Thank you for the opportunity to provide testimony on Michigan Senate Bills 165-167, which propose significant changes to the Michigan State Employees’ Retirement System, SERS, and State Police Retirement System. These bills would dramatically increase costs for specific employee groups, including corrections officers, by removing new hires from the SERS defined contribution (DC) retirement plan and placing them in the hybrid pension plan currently available to state police officers. Additionally, the bills would allow current SERS employees to purchase years of service credit in the state police defined benefit plan, up to the total years they have contributed to SERS.
Fiscal impacts
Defined benefit pensions rely on several actuarial assumptions to be accurate. If they aren’t, unfunded liabilities begin to accumulate. As of today, Michigan still has $49 billion worth of unfunded pension liabilities to pay off. With that amount of debt still left to pay off, it was surprising to see these bills pass the Senate without a single study on potential cost impacts. Only a single sentence in the three-page fiscal note mentioned potential risks. It stated:
“Other unfunded liabilities could accrue in the future if actual conditions failed to meet actuarial assumptions … but future liabilities are not known, assumed, or calculated in this analysis.”

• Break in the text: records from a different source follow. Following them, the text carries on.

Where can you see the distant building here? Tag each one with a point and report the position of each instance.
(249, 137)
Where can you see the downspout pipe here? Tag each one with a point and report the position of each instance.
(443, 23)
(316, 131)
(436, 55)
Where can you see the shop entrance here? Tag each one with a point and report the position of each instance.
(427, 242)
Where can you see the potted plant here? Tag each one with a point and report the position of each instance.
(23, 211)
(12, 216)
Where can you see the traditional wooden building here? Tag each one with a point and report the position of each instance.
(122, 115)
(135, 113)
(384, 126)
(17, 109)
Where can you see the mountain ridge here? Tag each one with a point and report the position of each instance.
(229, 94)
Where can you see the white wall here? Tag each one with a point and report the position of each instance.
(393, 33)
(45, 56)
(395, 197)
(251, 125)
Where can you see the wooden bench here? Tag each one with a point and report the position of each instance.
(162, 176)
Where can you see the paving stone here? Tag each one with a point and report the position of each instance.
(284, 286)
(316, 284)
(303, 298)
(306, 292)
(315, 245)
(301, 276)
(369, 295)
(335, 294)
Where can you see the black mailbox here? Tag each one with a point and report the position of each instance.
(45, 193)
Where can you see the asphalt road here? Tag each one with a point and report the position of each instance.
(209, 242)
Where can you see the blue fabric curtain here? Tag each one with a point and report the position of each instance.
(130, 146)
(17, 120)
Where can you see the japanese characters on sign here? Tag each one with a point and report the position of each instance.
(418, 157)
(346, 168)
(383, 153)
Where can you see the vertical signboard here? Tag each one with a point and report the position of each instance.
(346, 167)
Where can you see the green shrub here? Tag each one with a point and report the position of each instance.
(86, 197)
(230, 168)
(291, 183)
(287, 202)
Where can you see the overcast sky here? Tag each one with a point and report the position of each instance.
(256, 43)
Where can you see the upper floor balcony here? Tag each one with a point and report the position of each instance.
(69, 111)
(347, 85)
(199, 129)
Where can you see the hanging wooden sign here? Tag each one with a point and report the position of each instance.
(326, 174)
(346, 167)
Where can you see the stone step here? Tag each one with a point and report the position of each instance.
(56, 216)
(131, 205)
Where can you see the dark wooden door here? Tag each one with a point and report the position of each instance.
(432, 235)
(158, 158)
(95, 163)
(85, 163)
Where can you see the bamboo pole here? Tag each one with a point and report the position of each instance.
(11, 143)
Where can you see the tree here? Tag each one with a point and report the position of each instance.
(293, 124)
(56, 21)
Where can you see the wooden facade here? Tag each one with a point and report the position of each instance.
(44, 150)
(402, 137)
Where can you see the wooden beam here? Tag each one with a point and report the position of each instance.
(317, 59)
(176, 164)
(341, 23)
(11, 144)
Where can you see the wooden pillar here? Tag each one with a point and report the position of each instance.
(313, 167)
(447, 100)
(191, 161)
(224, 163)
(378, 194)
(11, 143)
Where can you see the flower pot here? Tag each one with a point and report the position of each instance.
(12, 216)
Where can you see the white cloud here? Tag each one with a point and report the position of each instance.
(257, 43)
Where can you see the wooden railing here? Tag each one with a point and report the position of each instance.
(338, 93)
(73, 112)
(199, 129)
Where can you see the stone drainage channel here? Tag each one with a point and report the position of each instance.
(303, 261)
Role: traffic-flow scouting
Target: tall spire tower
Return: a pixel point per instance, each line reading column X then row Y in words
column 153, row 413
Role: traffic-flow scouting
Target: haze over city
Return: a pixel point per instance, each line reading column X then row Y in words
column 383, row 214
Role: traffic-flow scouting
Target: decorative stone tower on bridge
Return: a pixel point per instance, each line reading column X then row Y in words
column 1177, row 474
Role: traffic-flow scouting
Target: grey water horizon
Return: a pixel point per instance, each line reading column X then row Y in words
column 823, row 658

As a pension proposal of this magnitude will require generations of employers and taxpayers to pay for benefits, the evaluation of this legislation is required to be better than “not known, assumed, or calculated.” Therefore, we built our own actuarial model to study the long-term costs of this proposal, and the results show that this pension swap would have a major impact on both required employer contributions and the funded status of the state police pension system.
Under a best-case scenario, where 100% of plan assumptions are met 100% of the time, the additional cost of this pension proposal would be just north of $800 million over the next 30 years. Because assumptions are never met 100% of the time, it’s important to look at what would happen under a scenario with more realistic investment returns. If the next 30 years of investment experience matched the previous 30, with multiple major market losses, this proposal could cost up to $1.85 billion.
Recruitment and retention
While proponents of these bills suggest that shifting these employee groups to the state police pension plan will improve staffing levels, we have yet to see experience play out in other states that show one retirement plan design is better than another for overall recruitment and retention. It is also important to recognize that, based on most non-partisan surveys of employees, today’s workforce increasingly values and needs portability and flexibility in retirement benefits. Therefore, we have strongly advocated for at least offering an optional defined contribution plan to new employees because it would align more closely with the career mobility patterns of modern employees. Unfortunately, that option would be completely removed for all new employees covered by these bills because the SERS DC plan would be closed to new entrants.
States like Michigan that have moved toward offering portable plans to public employees have seen improvements in long-term fiscal stability while still offering robust retirement benefits. Enhancing the existing DC plan with targeted longevity bonuses, rather than reverting to a legacy DB system with unknown future costs, could achieve the same recruitment and retention goals without laying “not known” costs on taxpayers and jeopardizing the state’s financial health.